Julia Elizabeth Bergner is a mathematician specializing in algebraic topology, homotopy theory, and higher category theory. She is a professor of mathematics at the University of Virginia.

==Education and career==
Bergner graduated from Gonzaga University in 2000. She completed her Ph.D. at the University of Notre Dame in 2005. Her dissertation, Three Models for the Homotopy Theory of Homotopy Theories, was supervised by William Gerard Dwyer.

After postdoctoral research at Kansas State University, she joined the mathematics faculty at the University of California, Riverside in 2008. She moved from there to the University of Virginia in 2016.

==Selected publications==
Bergner is the author of the book The homotopy theory of (∞,1)-categories (London Mathematical Society Student Texts 90, Cambridge University Press, 2018).

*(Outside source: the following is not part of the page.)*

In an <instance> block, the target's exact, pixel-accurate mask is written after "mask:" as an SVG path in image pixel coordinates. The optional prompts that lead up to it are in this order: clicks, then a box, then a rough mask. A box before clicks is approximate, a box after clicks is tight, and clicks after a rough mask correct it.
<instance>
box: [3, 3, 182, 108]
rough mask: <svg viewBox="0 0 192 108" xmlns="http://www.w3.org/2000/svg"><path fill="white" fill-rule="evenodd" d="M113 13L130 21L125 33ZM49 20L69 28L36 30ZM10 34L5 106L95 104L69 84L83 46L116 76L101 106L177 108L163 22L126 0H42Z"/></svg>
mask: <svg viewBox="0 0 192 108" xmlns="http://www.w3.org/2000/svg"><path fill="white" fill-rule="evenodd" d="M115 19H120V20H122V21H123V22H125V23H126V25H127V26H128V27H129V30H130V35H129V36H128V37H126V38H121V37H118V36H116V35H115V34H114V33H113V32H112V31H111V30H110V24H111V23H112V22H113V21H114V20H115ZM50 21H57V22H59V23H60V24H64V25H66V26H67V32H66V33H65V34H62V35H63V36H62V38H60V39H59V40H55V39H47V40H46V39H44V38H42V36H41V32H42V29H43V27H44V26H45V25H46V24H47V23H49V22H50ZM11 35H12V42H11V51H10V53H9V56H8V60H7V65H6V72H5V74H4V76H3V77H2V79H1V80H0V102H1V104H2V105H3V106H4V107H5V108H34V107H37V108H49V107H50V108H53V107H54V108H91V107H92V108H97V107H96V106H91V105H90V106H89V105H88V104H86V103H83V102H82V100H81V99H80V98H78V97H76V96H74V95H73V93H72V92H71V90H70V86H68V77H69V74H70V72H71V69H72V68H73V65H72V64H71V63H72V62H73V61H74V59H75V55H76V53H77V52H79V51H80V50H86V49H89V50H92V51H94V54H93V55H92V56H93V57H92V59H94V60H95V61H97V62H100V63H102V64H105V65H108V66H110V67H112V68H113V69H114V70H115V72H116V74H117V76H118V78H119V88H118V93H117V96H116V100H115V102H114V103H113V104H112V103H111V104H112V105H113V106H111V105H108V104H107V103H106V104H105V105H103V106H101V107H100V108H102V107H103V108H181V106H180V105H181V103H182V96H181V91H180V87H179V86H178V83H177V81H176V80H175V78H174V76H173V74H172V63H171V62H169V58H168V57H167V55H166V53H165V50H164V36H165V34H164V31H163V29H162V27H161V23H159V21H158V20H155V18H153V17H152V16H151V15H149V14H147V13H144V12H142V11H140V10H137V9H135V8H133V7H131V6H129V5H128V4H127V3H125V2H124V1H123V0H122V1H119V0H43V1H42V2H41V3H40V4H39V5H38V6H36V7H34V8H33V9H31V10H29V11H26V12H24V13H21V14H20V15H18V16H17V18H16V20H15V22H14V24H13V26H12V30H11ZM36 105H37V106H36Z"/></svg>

Her other publications include:
- Bergner, Julia E. (2007). "A model category structure on the category of simplicial categories"
- Bergner, Julia E. (2007). "Three models for the homotopy theory of homotopy theories"
- Bergner, Julia E. (2010). "Towards Higher Categories"

==Recognition==
In 2018, the Association for Women in Mathematics gave Bergner the Ruth I. Michler Memorial Prize for her research on algebraic K-theory.